As the year comes to an end, blog editor Dave Busfield-Birch offers a roundup of the 12 months just gone, as well as a look at the reach of the blog through the lens of its readership statistics.

As I sat down to write this introduction this time last year, I was able to reflect on a year in which we had three Prime Ministers and two monarchs, which I believe is unique in the UK’s modern constitutional history. Three different monarchs sat on the throne in 1936, but there was no change in Downing Street that year. From a quick look, 1830 appears to be the last calendar year when we had two monarchs and two Prime Ministers.

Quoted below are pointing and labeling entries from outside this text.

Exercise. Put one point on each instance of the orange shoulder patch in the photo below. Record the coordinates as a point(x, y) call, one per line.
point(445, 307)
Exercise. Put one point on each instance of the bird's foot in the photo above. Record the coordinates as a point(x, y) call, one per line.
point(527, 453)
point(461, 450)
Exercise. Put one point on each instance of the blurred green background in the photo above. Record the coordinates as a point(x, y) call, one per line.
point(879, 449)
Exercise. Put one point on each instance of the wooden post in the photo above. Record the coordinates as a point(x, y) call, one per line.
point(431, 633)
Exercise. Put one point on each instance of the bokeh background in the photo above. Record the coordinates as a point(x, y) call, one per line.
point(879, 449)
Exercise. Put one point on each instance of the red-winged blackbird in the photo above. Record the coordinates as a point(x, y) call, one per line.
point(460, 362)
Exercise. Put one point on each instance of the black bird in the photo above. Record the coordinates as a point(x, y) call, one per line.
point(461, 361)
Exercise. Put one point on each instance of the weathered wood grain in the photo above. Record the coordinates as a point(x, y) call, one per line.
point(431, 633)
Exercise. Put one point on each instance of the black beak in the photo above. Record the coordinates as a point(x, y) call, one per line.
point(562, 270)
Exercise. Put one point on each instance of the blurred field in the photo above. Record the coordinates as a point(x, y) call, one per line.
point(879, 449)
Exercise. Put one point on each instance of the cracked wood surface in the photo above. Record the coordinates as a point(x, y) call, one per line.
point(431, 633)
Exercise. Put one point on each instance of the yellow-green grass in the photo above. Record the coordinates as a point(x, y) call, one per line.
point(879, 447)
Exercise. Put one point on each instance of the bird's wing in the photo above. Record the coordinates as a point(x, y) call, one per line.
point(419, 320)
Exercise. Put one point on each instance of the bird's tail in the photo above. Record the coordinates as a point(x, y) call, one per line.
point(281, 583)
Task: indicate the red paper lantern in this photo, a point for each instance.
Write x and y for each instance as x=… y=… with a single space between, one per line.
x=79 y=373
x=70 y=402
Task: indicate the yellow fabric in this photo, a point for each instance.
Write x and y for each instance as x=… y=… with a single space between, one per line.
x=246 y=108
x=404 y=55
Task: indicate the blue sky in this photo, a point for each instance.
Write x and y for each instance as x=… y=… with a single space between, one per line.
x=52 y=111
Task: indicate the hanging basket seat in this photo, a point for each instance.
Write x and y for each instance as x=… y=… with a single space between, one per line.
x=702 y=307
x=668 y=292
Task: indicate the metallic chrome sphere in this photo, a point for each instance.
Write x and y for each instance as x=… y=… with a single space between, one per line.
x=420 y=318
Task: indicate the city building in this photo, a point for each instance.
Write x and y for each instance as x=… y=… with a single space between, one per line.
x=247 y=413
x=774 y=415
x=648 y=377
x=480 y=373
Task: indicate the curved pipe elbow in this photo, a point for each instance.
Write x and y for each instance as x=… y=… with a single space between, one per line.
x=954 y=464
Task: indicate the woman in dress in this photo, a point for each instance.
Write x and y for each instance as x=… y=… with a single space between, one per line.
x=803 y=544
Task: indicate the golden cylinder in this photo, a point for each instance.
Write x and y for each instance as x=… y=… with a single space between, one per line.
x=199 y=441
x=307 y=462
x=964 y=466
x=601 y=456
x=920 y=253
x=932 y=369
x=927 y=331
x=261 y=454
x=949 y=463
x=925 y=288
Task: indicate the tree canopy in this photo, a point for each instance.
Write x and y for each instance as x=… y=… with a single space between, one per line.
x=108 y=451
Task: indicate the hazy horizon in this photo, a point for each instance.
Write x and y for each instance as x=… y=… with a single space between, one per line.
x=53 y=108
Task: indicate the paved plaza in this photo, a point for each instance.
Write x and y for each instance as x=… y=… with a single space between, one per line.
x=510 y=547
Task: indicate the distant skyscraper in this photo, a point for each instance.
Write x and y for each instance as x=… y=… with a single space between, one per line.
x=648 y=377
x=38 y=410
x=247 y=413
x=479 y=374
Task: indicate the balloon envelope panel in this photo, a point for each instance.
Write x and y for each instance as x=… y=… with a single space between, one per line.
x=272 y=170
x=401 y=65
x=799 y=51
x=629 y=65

With that in mind, I was (foolishly) expecting 2023 to be a little calmer, constitutionally speaking. But it has not been absent of constitutional excitement. A former Prime Minister has returned to government, in which he will serve as Foreign Secretary despite not being an MP (neither of which has happened in my lifetime: Lord Carrington resigned six months before I made my first appearance). Another former Prime Minister has resigned as an MP due to findings of misconduct, preventing a recall petition being issued. And the recall process itself is a constitutional innovation that (once a novelty) is starting to feel commonplace. Resignations from parliament seem to be increasingly frequent, as well. And of course, we had the first coronation of a monarch in 70 years.

First Ministers in Scotland and Wales have also decided to make way for new blood, while in Northern Ireland the Belfast/Good Friday Agreement’s 25th anniversary came and went with its devolved institutions in stasis.

Editor’s pick

Is confrontational questioning bad for parliaments and democratic politics?, by Ruxandra Serban.

Ruxandra returned to the Unit this year, and the blog is a better place for it. In this post she compares questioning procedures in the UK, Australia, Canada and Ireland, and discusses whether a confrontational style has negative consequences for parliaments and for democratic politics (spoiler alert: the answer is that the desirability of aggressive questioning is questionable).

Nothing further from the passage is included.